De Joe Cocker à M Pokora, ils ont tous chanté Leonard Cohen.

On ne compte plus les reprises de Leonard Cohen, le chiffre dépassant allègrement les 1.500. Et fait inhabituel, celles-ci ont commencé avant même la sortie du premier album du Canadien, décédé vendredi. On découvre sa plume dès 1966-1967 à travers deux albums de la chanteuse folk américaine Judy Collins qui contiennent six de ses chansons, dont Suzanne et Sisters Of Mercy .

Avec la parution de Songs of Leonard Cohen, en 1967, les choses accélèrent et les grands noms de la chanson, tous horizons confondus, reprennent le répertoire du chanteur canadien. Nina Simone s’approprie Suzanne, comme le fera plus tard Anna-Frid Lyngstad, une des chanteuses d’Abba.
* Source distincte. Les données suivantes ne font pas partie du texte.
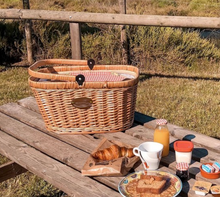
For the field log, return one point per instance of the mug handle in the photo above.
(136, 151)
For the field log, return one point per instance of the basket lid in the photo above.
(102, 75)
(183, 146)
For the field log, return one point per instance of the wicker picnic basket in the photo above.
(73, 102)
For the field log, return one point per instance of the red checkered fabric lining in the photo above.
(99, 76)
(182, 166)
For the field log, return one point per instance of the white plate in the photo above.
(175, 181)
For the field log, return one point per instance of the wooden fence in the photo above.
(75, 18)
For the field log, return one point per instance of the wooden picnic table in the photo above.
(58, 159)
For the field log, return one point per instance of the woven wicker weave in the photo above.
(112, 103)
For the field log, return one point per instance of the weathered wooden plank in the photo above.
(150, 122)
(10, 170)
(142, 118)
(122, 137)
(30, 103)
(57, 149)
(196, 138)
(126, 138)
(56, 173)
(35, 120)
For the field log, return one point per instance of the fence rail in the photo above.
(106, 18)
(75, 18)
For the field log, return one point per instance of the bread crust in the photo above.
(150, 184)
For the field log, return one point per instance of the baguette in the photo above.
(150, 185)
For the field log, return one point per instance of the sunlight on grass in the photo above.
(14, 85)
(192, 104)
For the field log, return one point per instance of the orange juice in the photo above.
(162, 135)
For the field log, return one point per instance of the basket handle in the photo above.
(32, 70)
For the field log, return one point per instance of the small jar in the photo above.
(162, 135)
(183, 151)
(182, 171)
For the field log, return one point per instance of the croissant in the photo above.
(113, 152)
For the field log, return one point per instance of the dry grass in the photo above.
(180, 84)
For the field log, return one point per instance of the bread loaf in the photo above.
(150, 185)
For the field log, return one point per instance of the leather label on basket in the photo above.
(82, 103)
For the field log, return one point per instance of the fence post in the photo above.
(76, 45)
(27, 28)
(124, 42)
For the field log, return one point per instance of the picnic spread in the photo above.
(80, 132)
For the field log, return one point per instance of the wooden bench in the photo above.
(58, 159)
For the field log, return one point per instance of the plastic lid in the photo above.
(161, 122)
(183, 146)
(182, 166)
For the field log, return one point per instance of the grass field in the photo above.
(180, 78)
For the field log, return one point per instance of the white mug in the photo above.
(150, 154)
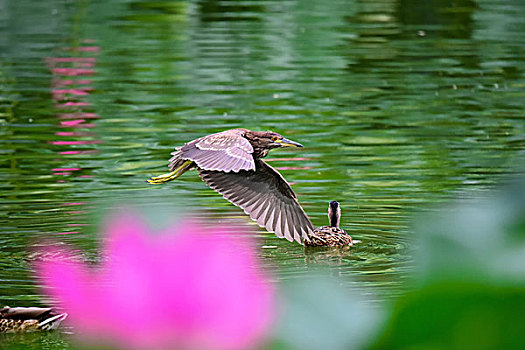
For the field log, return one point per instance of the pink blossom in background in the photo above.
(185, 288)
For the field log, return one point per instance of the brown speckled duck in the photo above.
(230, 162)
(29, 319)
(331, 235)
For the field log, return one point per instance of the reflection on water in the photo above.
(399, 104)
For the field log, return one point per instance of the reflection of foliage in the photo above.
(469, 293)
(457, 315)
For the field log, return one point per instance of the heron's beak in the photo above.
(288, 143)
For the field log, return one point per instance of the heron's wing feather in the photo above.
(225, 151)
(264, 195)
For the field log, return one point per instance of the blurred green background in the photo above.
(401, 104)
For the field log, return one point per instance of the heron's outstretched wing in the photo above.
(225, 151)
(265, 196)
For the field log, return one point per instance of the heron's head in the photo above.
(270, 140)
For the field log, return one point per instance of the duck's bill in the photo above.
(288, 143)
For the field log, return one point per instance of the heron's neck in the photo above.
(333, 217)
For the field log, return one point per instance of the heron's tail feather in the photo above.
(156, 180)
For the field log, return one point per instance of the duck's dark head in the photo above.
(334, 214)
(263, 141)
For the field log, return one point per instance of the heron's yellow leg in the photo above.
(157, 180)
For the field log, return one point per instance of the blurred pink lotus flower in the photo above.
(187, 288)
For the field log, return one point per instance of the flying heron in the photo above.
(230, 163)
(330, 235)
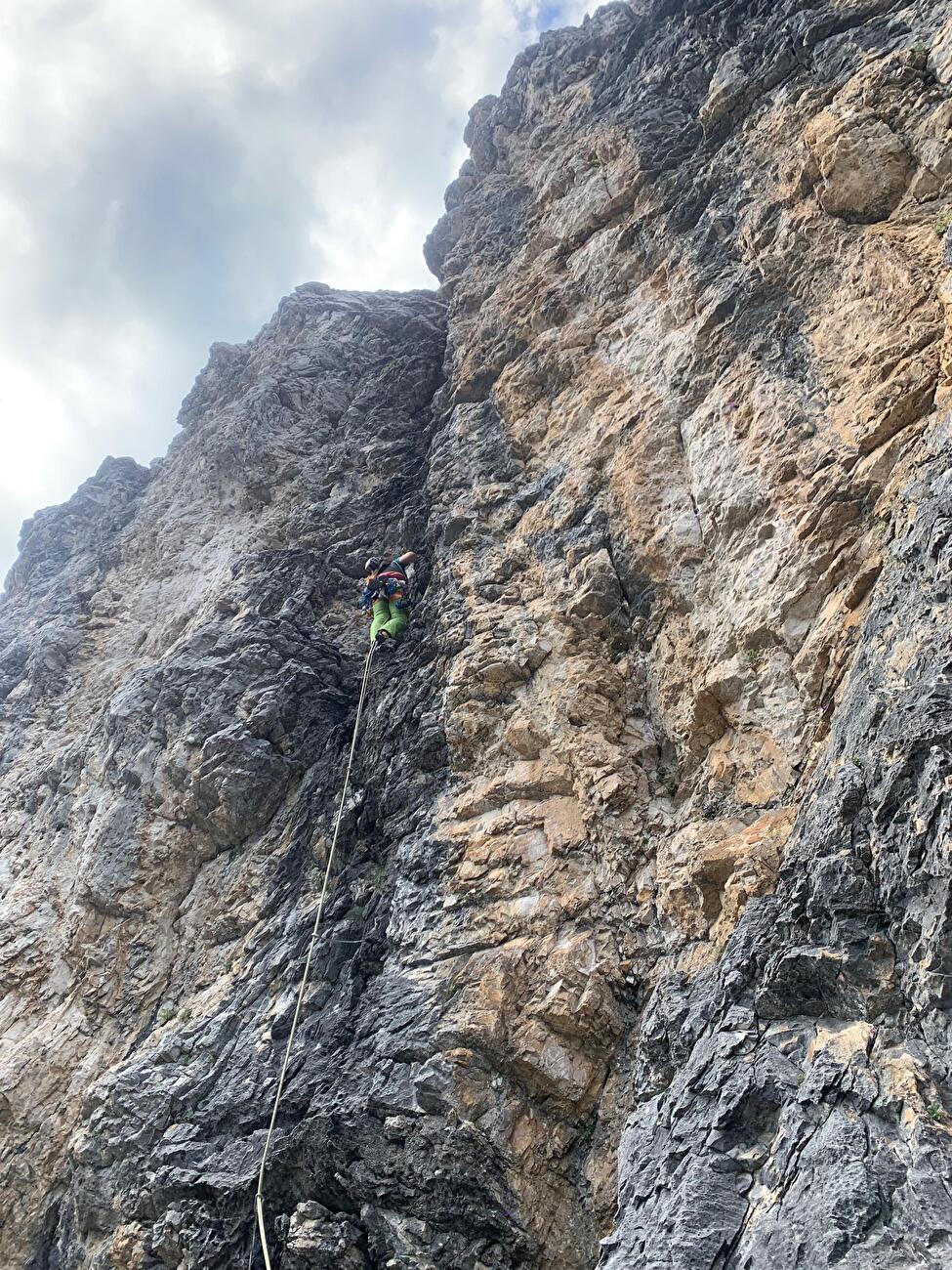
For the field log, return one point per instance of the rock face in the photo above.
(640, 949)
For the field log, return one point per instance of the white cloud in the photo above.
(169, 170)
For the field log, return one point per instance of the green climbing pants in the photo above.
(388, 617)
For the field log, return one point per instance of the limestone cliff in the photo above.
(640, 949)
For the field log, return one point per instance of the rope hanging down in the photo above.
(259, 1197)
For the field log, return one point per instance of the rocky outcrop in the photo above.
(636, 955)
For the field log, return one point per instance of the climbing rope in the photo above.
(259, 1197)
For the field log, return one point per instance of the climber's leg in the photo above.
(381, 616)
(397, 622)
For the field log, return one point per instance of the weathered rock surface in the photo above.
(639, 952)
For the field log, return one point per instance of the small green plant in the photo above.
(668, 783)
Joe Cocker fait sienne A Bird On The Wire qui sera également reprise de très belle façon par Johnny Cash dans sa série American Recordings. Sans oublier Hallelujah ! On compte plus de 200 versions de cette chanson qui avait pourtant bien mal commencé sa carrière. Parue sur Various Positions en 1984, la version n’était pas très convaincante, jusqu’à ce que John Cale, cofondateur du Velvet Underground, en fasse une version dépouillée et habitée. Celle-ci a servi de base à la magnifique interprétation qu’en a donnée le regretté Jeff Buckley qui aura popularisé ce titre auprès des nouvelles générations. D’autres lui ont emboîté le pas, pour le meilleur ou pour le pire : Bon Jovi, Céline Dion ou M Pokora.
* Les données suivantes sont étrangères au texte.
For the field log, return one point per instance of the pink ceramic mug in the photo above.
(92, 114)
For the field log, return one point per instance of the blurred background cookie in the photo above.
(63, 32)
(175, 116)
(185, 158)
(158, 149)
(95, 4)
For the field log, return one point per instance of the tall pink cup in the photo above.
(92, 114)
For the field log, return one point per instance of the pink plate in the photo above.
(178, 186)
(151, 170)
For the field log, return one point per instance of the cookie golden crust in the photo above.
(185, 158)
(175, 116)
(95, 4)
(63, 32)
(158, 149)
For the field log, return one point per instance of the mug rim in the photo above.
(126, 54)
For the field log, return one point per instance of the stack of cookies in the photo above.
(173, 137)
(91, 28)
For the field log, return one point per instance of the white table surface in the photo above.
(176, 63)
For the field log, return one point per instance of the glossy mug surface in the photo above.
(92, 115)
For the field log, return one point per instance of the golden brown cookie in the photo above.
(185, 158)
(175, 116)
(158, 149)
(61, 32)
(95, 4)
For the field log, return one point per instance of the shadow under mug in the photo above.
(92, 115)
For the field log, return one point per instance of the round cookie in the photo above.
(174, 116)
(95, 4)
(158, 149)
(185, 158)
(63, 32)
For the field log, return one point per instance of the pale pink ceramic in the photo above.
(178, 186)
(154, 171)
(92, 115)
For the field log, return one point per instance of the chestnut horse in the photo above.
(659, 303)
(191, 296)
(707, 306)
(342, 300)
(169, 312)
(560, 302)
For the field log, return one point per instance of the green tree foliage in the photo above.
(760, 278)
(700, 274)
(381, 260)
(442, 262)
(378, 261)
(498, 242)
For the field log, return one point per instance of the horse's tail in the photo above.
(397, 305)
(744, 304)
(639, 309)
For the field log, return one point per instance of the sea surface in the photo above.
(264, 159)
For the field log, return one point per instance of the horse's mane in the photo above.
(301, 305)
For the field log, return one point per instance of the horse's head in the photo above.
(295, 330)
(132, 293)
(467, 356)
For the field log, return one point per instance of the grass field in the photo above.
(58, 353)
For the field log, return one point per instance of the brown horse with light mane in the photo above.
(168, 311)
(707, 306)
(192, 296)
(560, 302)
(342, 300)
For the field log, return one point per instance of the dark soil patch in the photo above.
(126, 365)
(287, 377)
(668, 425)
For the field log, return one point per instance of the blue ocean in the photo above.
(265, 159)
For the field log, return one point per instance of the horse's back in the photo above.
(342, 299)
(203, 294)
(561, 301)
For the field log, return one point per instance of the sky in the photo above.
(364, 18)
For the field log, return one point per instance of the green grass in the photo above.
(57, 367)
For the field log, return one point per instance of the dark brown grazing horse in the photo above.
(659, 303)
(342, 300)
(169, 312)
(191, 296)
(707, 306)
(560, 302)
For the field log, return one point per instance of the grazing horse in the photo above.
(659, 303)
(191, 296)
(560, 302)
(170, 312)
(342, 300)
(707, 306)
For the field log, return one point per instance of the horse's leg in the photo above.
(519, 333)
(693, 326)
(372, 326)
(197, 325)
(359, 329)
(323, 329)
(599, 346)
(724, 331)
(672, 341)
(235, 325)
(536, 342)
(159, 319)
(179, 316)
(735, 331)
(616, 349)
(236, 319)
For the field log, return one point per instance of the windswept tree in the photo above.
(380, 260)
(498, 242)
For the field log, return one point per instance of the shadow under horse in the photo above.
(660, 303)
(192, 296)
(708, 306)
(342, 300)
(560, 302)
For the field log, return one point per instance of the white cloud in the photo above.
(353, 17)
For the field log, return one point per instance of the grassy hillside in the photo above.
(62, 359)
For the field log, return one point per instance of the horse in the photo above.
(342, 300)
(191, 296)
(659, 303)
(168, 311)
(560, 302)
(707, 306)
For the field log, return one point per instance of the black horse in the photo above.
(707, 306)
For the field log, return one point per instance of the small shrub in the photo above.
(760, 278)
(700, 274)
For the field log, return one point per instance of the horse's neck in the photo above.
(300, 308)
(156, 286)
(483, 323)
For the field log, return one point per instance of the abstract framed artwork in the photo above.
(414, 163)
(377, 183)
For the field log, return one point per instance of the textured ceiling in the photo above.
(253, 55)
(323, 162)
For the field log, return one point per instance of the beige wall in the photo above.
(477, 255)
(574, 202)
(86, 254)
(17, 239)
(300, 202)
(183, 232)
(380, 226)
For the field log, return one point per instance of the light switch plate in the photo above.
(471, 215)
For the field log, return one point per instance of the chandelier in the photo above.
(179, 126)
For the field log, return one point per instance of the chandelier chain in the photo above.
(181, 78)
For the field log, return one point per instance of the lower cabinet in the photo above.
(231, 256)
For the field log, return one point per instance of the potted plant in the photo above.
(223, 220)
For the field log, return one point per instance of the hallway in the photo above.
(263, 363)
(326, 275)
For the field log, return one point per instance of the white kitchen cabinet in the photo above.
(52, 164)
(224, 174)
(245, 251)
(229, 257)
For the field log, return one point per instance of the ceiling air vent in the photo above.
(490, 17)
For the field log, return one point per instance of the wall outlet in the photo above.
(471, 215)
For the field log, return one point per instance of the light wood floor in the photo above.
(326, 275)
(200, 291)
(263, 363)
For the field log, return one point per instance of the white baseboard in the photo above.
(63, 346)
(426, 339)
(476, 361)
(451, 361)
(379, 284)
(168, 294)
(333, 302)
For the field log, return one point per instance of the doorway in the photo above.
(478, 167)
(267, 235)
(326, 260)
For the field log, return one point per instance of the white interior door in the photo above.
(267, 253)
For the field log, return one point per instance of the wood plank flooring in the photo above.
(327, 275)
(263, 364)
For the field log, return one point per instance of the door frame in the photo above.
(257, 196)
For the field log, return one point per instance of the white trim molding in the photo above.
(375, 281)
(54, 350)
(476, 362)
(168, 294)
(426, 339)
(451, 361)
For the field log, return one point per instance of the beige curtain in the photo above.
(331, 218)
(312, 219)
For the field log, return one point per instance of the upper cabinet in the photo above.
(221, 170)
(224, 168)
En 1991, Les Inrocks soulignaient déjà l’influence de Leonard Cohen sur ses pairs. À l’initiative du magazine français, un disque de reprises est paru sous le nom I’m Your Fan avec REM, Pixies ou encore Nick Cave&the Bad Seeds. Trois ans plus tard, Nirvana évoque Leonard Cohen dans Pennyroyal Tea extrait d’In Utero, le troisième album du groupe. Ce devait être le troisième single du disque mais il est retiré du commerce suite au suicide de Kurt Cobain quelques jours après sa sortie.

Leonard Cohen n’a pas qu’inspiré les artistes anglo-saxons. Il s’est aussi taillé une sérieuse réputation auprès des francophones. C’est Graeme Allwright qui l’a le premier traduit en français. Serge Lama a suivi avec l’adaptation d’A Bird On The Wire devenue Vivre Tout Seul que Leonard Cohen reprendra à l’occasion sur scène ! Ou encore d’Alain Bashung qui sur Bleu Pétrole, son dernier album paru en 2008, offre une superbe lecture de Suzanne.